I awoke sometime later to a sharp pain in my hand. She shushed me and pushed me back down. I spied a look at what she was doing, changing my bandage. I shouldn’t have looked. It was disgusting, red and purple, puffy and oozy. I almost vomited, though I couldn’t tell whether it was from revulsion or pain. I hadn’t let myself look at it before. But at that moment it became clear that I wasn’t going anywhere until it healed. If it healed. Skeletal, clammy hands rubbed a wet cloth over the wound repeatedly, provoking the pain. Then she rubbed something full of leaves and equally as smelly all over before wrapping my whole hand once more in clean bandages. I should have been grateful she wasn’t just letting it rot off.
Bones creaked as she stood up. She took my good hand and helped me off the bed before motioning toward the table.

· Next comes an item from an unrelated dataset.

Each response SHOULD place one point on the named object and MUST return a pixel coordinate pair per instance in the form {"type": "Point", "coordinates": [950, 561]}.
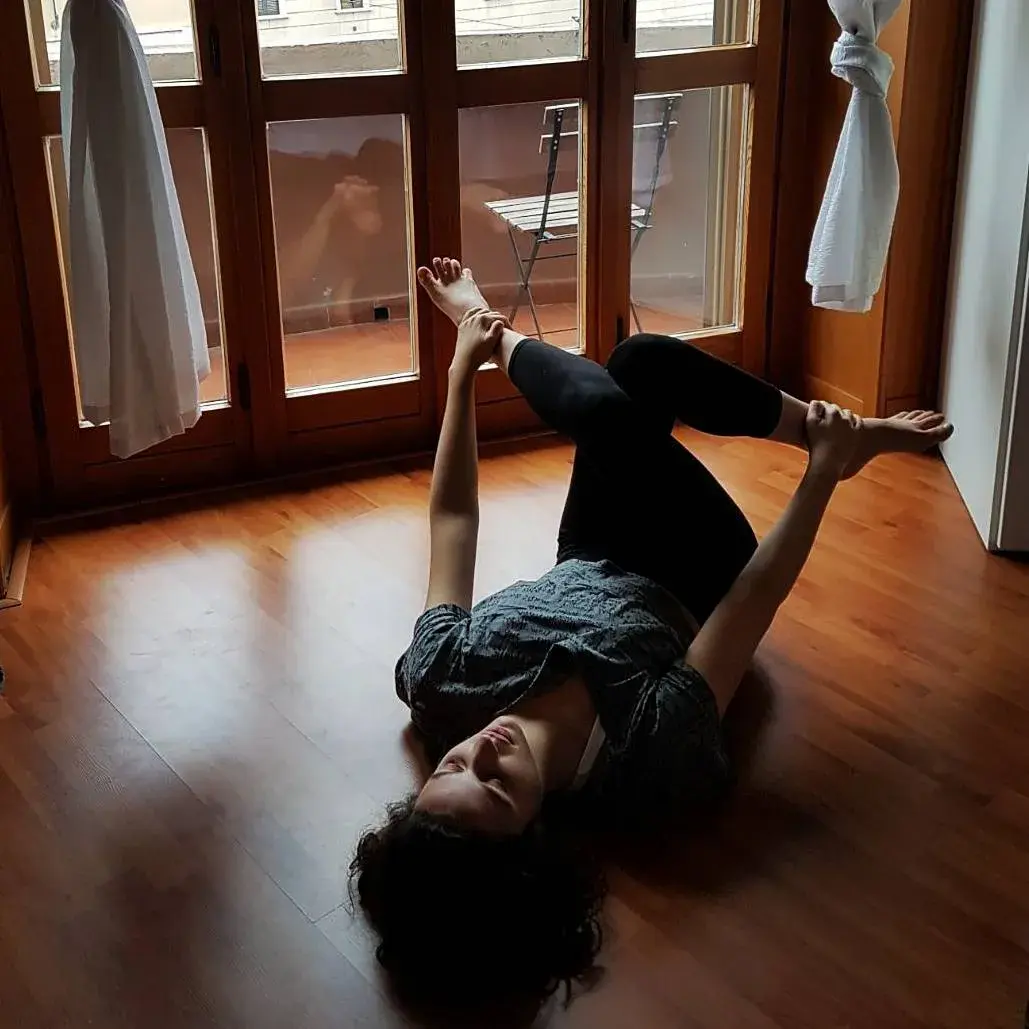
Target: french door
{"type": "Point", "coordinates": [603, 169]}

Residual pain still coursed through my body, sweat rolled off me, and my legs were weaker than I’d thought. After a moment of gaining my bearings, I walked to the table and sat down. She placed a bowl of steaming stew before me. My tummy rumbled ravenously and I quickly dug in. She sat across from me with her own bowl. I stirred through the liquid and its contents, carrots, potatoes, some celery until I found the contents of the mystery package. Eagerly, I fished a chunk out with my spoon and examined it.
“Is this beef?” I nearly yelled, unable to contain myself.
She nodded, “It is, so you better eat every bite.”
We didn’t have cows, they weren’t something the two of us were capable of raising and slaughtering. This had to have meant that she went into the village! It wasn’t like we were forbidden from going, but the villagers made it quite clear we were unwelcome. But mom had gone all to take care of me.